I told to keep doing kegels and call at 12 weeks postpartum if it was still bothering me. It was devastating and I was so worried that I would never feel normal again. I resolved to stop running, in the hopes that it would help me heal because it’s pretty impossible to support your pelvic floor while participating in high-intensity cardio. I went to yoga; I did kegels; I waited for my postpartum prolapse to get better. It didn’t get worse, but it didn’t stop feeling uncomfortable either. If I was too active, my pelvic floor muscles would fatigue and my bladder would descend. While it wasn’t painful, it forced me to change my lifestyle and it drove me insane.

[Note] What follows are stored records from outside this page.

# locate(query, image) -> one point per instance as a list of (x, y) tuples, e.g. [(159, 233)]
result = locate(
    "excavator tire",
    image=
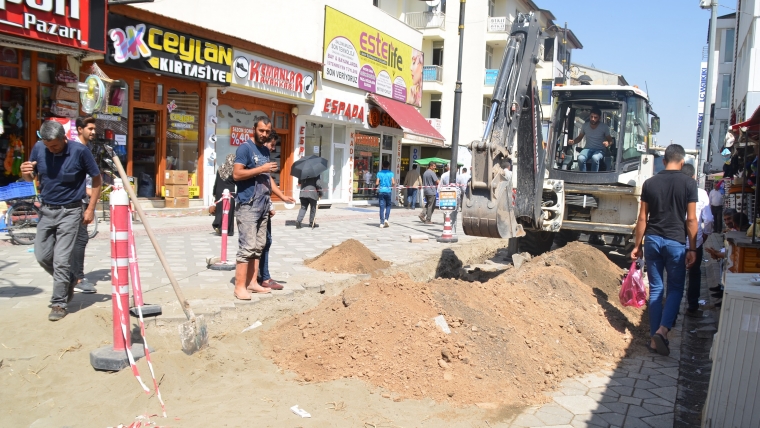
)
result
[(536, 243), (565, 237)]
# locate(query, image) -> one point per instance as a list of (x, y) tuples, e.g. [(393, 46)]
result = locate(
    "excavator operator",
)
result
[(598, 139)]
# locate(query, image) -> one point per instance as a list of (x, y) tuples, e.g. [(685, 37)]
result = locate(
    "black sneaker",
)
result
[(57, 313), (85, 287)]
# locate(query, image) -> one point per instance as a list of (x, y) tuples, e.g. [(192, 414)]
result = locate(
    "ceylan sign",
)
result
[(263, 74), (78, 24), (360, 56), (146, 47)]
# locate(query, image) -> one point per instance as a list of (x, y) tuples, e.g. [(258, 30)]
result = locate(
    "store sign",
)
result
[(239, 135), (378, 117), (262, 74), (360, 56), (146, 47), (74, 23), (341, 108)]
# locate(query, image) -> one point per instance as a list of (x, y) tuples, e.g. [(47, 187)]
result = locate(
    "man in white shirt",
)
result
[(704, 228), (716, 206)]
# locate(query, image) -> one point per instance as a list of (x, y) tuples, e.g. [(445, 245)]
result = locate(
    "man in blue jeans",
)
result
[(598, 138), (666, 200), (385, 182)]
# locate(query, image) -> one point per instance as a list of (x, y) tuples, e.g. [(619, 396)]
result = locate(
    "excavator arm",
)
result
[(492, 207)]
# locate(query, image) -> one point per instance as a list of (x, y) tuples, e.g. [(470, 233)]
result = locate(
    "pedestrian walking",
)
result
[(666, 200), (255, 185), (61, 167), (265, 278), (223, 181), (704, 229), (412, 182), (311, 191), (716, 206), (430, 185), (385, 182), (86, 130)]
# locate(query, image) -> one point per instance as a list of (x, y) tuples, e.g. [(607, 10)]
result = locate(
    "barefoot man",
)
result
[(251, 172)]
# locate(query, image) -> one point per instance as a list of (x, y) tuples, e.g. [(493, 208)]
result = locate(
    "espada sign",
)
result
[(147, 47), (78, 24), (264, 74)]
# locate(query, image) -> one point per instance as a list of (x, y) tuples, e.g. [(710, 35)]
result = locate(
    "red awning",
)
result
[(753, 124), (416, 128)]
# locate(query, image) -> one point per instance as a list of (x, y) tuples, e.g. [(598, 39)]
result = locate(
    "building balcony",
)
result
[(491, 75), (432, 73), (425, 20)]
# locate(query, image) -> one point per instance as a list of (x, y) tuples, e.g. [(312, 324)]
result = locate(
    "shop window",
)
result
[(366, 165), (182, 133)]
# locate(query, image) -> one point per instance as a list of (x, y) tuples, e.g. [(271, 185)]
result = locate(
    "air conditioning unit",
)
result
[(733, 397)]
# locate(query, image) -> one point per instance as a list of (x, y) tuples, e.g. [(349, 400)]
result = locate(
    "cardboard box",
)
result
[(175, 177), (176, 190), (178, 202)]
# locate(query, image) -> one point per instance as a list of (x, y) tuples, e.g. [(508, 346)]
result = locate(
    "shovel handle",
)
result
[(131, 192)]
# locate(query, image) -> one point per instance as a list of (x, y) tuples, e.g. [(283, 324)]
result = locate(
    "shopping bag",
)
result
[(632, 292)]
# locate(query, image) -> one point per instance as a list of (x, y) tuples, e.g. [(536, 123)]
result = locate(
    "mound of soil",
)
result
[(350, 256), (512, 338)]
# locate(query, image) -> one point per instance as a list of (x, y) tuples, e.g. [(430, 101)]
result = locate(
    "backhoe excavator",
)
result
[(551, 197)]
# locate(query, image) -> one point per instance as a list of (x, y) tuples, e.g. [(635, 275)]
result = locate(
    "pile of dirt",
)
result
[(512, 338), (350, 256)]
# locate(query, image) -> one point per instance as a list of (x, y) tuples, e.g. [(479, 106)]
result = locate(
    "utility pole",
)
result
[(457, 100), (705, 148)]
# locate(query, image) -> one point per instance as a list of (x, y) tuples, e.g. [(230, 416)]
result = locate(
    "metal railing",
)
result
[(421, 20), (432, 73), (491, 74)]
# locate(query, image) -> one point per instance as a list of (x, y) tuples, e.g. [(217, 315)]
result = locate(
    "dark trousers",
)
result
[(217, 223), (77, 253), (429, 207), (305, 204), (717, 217), (264, 261), (695, 282), (56, 234)]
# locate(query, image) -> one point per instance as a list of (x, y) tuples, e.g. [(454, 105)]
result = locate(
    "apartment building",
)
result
[(487, 27)]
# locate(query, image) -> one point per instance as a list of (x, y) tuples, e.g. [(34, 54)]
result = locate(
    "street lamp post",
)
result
[(457, 99)]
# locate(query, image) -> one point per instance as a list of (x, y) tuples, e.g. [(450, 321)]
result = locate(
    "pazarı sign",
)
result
[(263, 74), (78, 24), (701, 103), (147, 47)]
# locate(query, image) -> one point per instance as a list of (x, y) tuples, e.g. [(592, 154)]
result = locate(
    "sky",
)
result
[(652, 43)]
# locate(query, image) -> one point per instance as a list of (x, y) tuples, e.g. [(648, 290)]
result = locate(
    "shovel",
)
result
[(194, 333)]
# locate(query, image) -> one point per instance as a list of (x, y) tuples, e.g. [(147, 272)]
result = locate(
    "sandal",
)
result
[(662, 344)]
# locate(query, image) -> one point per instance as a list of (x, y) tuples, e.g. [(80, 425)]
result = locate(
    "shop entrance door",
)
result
[(337, 183), (146, 150)]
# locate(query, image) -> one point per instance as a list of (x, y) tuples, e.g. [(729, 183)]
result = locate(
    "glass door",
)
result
[(337, 190)]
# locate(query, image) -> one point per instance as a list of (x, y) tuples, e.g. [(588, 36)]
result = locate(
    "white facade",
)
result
[(297, 27), (486, 33)]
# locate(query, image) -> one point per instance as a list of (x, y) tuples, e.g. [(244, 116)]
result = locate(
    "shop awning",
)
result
[(753, 124), (416, 128)]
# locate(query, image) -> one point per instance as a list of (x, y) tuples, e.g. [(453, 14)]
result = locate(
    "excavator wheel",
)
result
[(536, 242)]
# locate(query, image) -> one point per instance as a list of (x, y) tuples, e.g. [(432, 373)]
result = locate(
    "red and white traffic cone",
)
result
[(447, 236), (121, 354), (223, 263)]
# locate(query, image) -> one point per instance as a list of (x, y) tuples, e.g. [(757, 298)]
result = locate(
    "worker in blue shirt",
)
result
[(62, 168)]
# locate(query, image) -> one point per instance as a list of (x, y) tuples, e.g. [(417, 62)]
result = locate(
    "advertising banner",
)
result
[(147, 47), (78, 24), (358, 55)]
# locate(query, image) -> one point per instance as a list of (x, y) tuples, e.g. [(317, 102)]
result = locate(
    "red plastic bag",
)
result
[(633, 293)]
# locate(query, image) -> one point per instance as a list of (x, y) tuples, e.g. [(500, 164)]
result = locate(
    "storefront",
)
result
[(38, 69), (260, 87)]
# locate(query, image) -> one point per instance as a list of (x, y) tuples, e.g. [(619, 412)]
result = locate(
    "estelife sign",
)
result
[(78, 24), (146, 47), (263, 74)]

More than anything though, I was angry and upset. I don’t have a lot of experience feeling like my body has failed me, but that’s exactly what it felt like. I couldn’t do the things I wanted to do (like run) because of the prolapse, which affected my quality of life.
At 12 weeks postpartum, my doctor referred me to a specialist, a urogynecologist. I realize that I’m very lucky to have access to and the insurance to cover one of the best hospital systems in the country with a top Integrated Pelvic Health program (not to mention this is one of the most well-run and organized doctor’s offices I have ever been to). After visiting with the doctor, the news is pretty good.

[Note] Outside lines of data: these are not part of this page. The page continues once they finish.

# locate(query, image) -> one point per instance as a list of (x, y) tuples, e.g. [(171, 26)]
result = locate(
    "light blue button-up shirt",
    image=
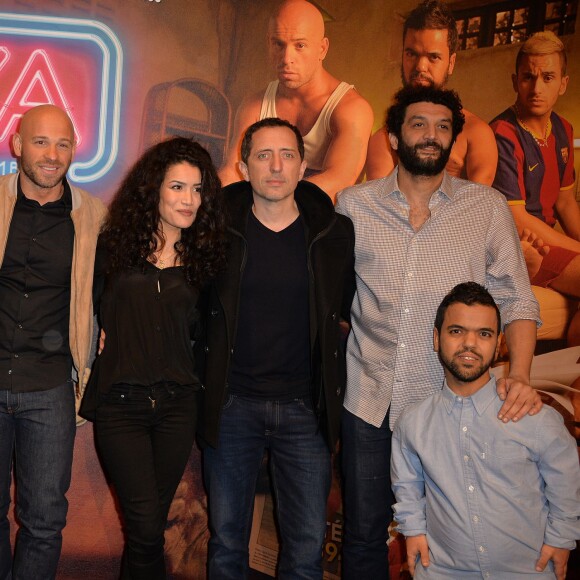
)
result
[(487, 494)]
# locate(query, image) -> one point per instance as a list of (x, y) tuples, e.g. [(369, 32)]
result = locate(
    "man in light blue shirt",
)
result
[(475, 497)]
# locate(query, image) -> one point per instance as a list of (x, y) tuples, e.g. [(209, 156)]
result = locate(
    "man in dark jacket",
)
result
[(274, 367)]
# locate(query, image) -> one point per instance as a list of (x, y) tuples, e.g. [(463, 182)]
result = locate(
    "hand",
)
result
[(102, 337), (519, 398), (534, 251), (417, 546), (560, 558)]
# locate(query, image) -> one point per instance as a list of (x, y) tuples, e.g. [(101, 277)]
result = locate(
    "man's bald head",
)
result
[(298, 13), (44, 115), (44, 144), (297, 43)]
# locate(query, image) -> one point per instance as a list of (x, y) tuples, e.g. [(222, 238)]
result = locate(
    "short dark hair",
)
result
[(433, 15), (468, 293), (269, 122), (410, 95)]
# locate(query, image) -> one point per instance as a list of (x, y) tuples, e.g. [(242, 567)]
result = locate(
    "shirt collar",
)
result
[(65, 200), (481, 400), (392, 190)]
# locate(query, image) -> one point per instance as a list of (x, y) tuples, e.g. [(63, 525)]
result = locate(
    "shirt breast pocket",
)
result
[(505, 463)]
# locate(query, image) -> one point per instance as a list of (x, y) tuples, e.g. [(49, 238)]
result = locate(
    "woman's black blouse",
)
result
[(150, 319)]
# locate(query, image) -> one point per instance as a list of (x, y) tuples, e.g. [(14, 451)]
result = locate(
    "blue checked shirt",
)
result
[(487, 494), (402, 276)]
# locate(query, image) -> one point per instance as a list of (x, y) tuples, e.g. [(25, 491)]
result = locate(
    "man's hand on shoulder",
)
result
[(519, 398), (417, 546), (558, 555)]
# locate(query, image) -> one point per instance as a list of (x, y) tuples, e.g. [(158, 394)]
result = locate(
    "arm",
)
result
[(351, 125), (481, 159), (248, 112), (417, 546), (557, 462), (569, 213), (521, 398), (380, 161), (408, 483), (560, 558), (549, 235), (508, 282)]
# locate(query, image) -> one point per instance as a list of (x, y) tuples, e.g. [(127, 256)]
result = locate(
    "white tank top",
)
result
[(317, 141)]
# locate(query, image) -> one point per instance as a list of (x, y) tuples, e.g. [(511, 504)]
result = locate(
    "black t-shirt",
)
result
[(271, 357), (35, 286)]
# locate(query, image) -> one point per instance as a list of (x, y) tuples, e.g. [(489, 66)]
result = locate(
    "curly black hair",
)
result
[(131, 231), (433, 15)]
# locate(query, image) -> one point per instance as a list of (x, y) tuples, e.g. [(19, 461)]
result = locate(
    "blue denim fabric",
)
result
[(368, 498), (38, 430), (145, 436), (300, 471)]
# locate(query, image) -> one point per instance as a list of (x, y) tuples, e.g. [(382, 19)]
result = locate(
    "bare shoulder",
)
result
[(354, 103), (380, 161), (475, 127), (249, 110)]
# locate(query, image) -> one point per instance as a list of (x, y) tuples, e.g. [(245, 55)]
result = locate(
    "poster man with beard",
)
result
[(429, 50), (419, 232)]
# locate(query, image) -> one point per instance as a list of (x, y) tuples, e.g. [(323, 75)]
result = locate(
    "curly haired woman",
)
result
[(163, 239)]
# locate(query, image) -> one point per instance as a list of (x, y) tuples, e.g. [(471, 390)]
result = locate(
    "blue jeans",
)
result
[(300, 472), (38, 430), (367, 496), (145, 436)]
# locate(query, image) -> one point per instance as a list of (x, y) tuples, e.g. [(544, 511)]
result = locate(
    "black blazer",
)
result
[(330, 247)]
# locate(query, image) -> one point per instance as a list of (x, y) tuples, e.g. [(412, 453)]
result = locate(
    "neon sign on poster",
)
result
[(73, 63)]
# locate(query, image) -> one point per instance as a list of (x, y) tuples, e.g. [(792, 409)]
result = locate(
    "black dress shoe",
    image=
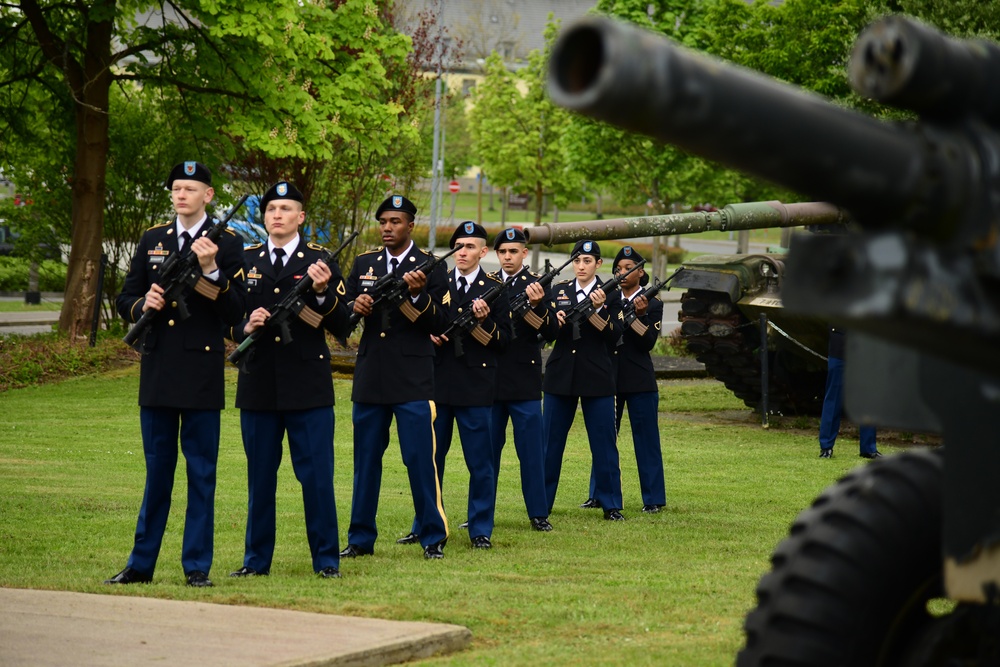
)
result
[(541, 523), (435, 550), (353, 551), (129, 576), (199, 579)]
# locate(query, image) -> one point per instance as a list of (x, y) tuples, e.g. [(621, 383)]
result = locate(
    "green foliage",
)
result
[(14, 275)]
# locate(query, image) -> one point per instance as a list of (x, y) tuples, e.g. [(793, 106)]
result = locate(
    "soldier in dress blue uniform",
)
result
[(518, 396), (394, 378), (464, 377), (637, 382), (581, 371), (287, 386), (181, 390)]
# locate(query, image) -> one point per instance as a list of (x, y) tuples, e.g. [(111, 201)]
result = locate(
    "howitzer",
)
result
[(468, 323), (584, 309), (390, 290), (178, 274), (520, 305), (922, 278), (293, 305)]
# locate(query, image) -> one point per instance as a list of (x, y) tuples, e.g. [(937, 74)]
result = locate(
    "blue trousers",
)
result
[(833, 405), (310, 445), (474, 434), (642, 414), (599, 416), (199, 438), (529, 445), (414, 425)]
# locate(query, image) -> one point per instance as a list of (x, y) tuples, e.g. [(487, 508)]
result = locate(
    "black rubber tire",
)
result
[(849, 586)]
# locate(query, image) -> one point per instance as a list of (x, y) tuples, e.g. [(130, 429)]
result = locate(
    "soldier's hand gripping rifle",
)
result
[(293, 305), (520, 305), (178, 275), (389, 291), (585, 308), (468, 323)]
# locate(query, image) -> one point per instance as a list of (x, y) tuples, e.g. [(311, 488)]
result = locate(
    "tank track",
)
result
[(723, 339)]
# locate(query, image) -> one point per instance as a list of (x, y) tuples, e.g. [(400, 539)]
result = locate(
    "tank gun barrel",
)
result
[(755, 215), (641, 81)]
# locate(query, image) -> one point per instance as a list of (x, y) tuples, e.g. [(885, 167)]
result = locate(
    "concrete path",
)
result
[(42, 628)]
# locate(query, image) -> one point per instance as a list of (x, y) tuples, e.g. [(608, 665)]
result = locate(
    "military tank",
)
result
[(899, 562), (726, 296)]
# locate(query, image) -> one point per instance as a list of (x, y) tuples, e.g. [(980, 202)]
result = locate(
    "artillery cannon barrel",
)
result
[(643, 82), (755, 215), (902, 62)]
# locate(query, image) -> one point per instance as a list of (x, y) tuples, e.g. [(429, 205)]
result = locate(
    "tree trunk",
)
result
[(91, 93)]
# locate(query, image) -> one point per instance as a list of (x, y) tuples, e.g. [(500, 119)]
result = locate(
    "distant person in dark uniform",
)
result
[(181, 389), (581, 371), (637, 382), (833, 404), (464, 377), (518, 396), (394, 378), (287, 386)]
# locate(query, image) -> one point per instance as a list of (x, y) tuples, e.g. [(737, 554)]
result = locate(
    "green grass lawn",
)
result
[(664, 589)]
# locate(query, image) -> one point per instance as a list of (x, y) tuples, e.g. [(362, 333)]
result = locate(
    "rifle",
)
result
[(292, 305), (180, 272), (466, 322), (520, 305), (585, 308), (392, 290)]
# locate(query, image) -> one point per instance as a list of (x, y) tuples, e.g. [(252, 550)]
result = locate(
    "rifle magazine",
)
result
[(310, 317), (533, 320), (207, 289), (480, 335), (598, 321)]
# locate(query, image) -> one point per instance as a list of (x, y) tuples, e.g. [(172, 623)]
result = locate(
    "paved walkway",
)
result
[(42, 628)]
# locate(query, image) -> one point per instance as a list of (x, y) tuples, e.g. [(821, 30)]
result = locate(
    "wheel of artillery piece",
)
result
[(852, 582)]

First, my prolapse is mild to moderate, skewing more toward mild than moderate. My pelvic floor strength is good, especially considering I’m only 18 weeks postpartum. Apparently, it can take a full nine months for your pelvic floor to recover from childbirth, longer if you’re breastfeeding, so I’m actually doing pretty well. The doctor also reassured me that nothing I did (like running or Zumba during or post-pregnancy) caused this to happen–I can blame this entirely on pushing out an 8-pounds-plus baby. The symptoms I have will get better with physical therapy (yes! there are PTs who focus entirely on the pelvic floor, who knew? In France, apparently women routinely get pelvic floor PT after giving birth, prolapse or not), but the bad news is, like so many things, things aren’t ever going to be exactly the same as they were before giving birth.
So what now? I feel less angry now that I have some answers and an action plan. I start PT this weekend. And I’m getting fitted for a pessary, a medical device similar to the outer ring of a diaphragm that will help support my bladder and make exercise more comfortable. And with the doctor’s reassurance that it won’t make anything worse, I’ve started running again.
Anyway, as much as I’m not super comfortable sharing this embarrassing issue, I figured if I had no idea what this was, other people out there must be similarly confused, horrified, and upset by their own postpartum prolapse experiences, and maybe it would help to know that they aren’t alone. So, there you have it.